ですが、「でんぷん」と言われてもいまいちピンとこないですよね。そんな私たちのために、先生ははじめにでんぷんが使われている食べ物の例として、くずきりやわらび餅の写真を見せてくれました。

さて、それではでんぷんはどこにあるのでしょうか。先生のお話によるとどうやら植物の成分のようです。私たちが身近に食べている、お米やイモ、とうもろこし、小麦など様々なものにでんぷんが含まれているのです!
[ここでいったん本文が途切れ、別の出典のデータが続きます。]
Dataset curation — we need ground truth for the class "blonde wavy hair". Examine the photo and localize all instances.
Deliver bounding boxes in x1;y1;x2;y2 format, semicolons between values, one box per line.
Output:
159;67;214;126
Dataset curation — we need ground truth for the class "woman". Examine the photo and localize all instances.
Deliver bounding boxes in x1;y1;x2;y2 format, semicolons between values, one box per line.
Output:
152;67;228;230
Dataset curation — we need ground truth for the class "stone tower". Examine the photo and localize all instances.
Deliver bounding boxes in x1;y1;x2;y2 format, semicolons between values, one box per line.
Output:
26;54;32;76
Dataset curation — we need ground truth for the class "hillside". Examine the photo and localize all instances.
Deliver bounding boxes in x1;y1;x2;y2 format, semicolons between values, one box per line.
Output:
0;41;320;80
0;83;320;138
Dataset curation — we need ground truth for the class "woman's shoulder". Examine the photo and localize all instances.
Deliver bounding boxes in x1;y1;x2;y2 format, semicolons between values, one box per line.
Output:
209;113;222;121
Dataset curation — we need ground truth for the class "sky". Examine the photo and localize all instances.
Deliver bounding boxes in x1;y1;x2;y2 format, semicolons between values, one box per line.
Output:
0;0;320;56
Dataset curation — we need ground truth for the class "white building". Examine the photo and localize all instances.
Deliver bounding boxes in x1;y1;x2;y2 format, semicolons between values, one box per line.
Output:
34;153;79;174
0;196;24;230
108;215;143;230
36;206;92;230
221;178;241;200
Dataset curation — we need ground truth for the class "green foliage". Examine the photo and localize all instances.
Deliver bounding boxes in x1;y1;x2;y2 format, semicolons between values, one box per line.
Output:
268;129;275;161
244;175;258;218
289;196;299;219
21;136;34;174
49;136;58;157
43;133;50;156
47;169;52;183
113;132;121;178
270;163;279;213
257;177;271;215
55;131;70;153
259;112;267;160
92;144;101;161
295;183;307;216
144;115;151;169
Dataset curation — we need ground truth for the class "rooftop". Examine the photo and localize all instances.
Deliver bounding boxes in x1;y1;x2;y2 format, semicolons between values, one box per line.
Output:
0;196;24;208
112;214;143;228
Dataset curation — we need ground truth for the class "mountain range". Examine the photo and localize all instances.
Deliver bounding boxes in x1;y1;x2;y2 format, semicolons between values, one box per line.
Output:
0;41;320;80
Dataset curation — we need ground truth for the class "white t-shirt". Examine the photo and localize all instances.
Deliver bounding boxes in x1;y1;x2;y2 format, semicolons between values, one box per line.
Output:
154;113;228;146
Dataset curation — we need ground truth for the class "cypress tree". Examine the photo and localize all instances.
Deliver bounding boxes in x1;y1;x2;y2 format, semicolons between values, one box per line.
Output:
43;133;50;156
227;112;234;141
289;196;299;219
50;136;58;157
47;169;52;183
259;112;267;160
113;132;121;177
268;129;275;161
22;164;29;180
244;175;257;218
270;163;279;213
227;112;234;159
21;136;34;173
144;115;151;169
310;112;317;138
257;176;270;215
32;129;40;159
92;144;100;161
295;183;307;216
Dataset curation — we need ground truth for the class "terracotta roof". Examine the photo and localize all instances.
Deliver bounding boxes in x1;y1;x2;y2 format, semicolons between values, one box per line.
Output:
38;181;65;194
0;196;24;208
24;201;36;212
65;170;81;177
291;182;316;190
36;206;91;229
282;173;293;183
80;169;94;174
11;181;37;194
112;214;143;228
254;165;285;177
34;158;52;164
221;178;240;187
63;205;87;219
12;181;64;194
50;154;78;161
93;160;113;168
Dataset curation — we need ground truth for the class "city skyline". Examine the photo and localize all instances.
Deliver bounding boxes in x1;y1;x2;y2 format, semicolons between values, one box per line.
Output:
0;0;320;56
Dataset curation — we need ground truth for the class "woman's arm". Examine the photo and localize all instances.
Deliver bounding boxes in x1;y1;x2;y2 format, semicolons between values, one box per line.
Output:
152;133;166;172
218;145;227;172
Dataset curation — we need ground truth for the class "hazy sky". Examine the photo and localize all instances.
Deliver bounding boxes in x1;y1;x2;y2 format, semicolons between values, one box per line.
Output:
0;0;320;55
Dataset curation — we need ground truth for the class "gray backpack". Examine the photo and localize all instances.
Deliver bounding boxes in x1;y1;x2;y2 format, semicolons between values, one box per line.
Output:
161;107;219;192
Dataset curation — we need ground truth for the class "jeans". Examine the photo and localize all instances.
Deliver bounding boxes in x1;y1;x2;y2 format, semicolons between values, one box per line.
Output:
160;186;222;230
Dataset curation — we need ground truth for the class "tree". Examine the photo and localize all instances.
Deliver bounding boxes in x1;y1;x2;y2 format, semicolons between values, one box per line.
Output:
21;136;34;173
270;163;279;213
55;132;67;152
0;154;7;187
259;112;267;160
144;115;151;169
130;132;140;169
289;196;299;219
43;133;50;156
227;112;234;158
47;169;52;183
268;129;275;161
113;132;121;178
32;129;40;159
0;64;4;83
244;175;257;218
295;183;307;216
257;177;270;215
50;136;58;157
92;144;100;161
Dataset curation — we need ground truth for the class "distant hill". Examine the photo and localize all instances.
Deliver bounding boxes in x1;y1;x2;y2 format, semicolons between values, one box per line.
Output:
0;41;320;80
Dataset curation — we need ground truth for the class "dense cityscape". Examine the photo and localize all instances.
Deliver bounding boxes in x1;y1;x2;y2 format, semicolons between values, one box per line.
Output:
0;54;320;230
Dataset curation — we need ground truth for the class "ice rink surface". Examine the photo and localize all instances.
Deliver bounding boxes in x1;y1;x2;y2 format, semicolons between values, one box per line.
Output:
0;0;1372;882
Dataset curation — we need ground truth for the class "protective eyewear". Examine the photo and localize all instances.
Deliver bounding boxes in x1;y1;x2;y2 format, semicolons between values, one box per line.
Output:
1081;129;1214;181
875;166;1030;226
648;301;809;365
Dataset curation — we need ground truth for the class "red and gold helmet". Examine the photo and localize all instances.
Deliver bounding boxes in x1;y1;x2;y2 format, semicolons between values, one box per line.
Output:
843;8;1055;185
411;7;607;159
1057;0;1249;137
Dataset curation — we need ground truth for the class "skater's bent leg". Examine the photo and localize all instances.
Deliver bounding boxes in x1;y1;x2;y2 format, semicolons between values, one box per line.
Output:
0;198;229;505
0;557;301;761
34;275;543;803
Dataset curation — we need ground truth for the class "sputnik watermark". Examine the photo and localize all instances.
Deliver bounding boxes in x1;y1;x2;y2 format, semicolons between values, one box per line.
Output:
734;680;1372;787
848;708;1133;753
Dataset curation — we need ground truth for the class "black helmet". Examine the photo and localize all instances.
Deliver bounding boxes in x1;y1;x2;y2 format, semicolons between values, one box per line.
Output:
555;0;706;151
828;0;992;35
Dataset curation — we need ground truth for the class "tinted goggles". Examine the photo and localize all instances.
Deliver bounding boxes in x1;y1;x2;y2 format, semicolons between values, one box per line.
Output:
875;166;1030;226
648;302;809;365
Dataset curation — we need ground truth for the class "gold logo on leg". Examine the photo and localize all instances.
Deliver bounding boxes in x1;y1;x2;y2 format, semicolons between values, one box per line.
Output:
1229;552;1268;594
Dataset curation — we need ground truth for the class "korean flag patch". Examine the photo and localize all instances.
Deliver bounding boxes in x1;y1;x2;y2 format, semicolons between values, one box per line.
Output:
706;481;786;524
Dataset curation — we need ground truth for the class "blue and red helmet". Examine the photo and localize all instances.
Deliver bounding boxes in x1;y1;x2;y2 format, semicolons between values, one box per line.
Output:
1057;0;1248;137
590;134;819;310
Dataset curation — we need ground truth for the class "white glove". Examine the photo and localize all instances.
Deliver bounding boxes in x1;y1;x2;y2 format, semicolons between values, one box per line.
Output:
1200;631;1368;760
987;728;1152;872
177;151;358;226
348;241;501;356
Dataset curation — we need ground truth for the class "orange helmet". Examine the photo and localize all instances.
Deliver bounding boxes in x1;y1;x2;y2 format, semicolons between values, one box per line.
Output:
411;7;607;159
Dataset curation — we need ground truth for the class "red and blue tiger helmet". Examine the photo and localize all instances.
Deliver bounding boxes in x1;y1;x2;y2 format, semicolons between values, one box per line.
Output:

講座では、様々な原料からとれたでんぷんを粉にした、「でんぷん粉」を使いました。さらに、でんぷん粉を水に溶いて加熱すると糊化|《コカ》(のりのように粘りがある状態)します。こうなるとくずきりやわらび餅などの見た目に近くなってきた感じがしますね。

でんぷんの粉(写真下)とそれを糊化コカさせたもの(写真上)です。

2.くずきりフルーツあんみつを作ろう!

でんぷんについて勉強したところで、いよいよ今回のメイン「くずきりフルーツあんみつ」を作ります。

作り方はとっても簡単、お鍋でお湯を沸かしながら、でんぷんを水と型に入れてゴムベラなどでよく溶きます。この時、水はでんぷんの3倍の量を使います。

でんぷんがよく溶けたら、型ごとお湯の入ったお鍋にいれて1分ほど加熱します(型は熱くなるので、ペンチなどでつかんで入れます)。
全体的に固まってきたところで、型の中にもお湯を入れて静かに30秒ほど加熱します。全体的に透明になったらお湯を捨てて、型を氷水につけて冷やします。

水溶きでんぷん粉を型ごと熱している様子です。

そして、ゴムベラなどを使って、糊化したでんぷんをはがします。ペロンとめくれてこれがなかなかに気持ちいいのです!

仕上げに、糊化でんぷんを食べやすい大きさに切って、フルーツやあんこを添えて、黒蜜をかけたら完成です。

完成したあんみつです!う~んデリシャス!

そして実際に食べてみると、アラ不思議!同じでんぷんなのに、原料によって見た目(色や透明度など)はもちろん、食感(かたさや歯ごたえなど)や味もずいぶん違うのです。
実際には、こうした特徴を生かしてどのような料理にするのかを決めていくんですね!

3.受講者のご感想

自分たちでつくったフルーツあんみつを食べて、みなさん大満足のご様子でしたが、実際にアンケートでお寄せいただいた感想の一部をご紹介いたします。

  • 何種類ものでんぷんの違いを知れたことが良かったです。

  • 生活で使用する材料を利用することで身近な化学を考えることができた。

  • 自分でくずきりを作ったり、盛りつけも全部自分でやったからとても楽しかった。

  • くずもちを作るときに固まるところが面白かったです。

  • 料理をあまりしないので、簡単に作れて、とても楽しかったです。

4.おわりに

身近な食べ物に含まれている「でんぷん」がこんなにも種類がたくさんあり、そしてそれぞれ違った特徴を持っていることを勉強できました。
そして、何より自分で「作って」、「食べる」ことでより深く理解し、実感できたのではないでしょうか。

「東京聖栄大学連携講座2022 調理の科学シリーズ ぷるぷる・とろとろ固まる不思議 ―夏のひんやりデザート―」の紹介・報告記事は以上となります。全5回の記事をお読みいただきありがとうございました!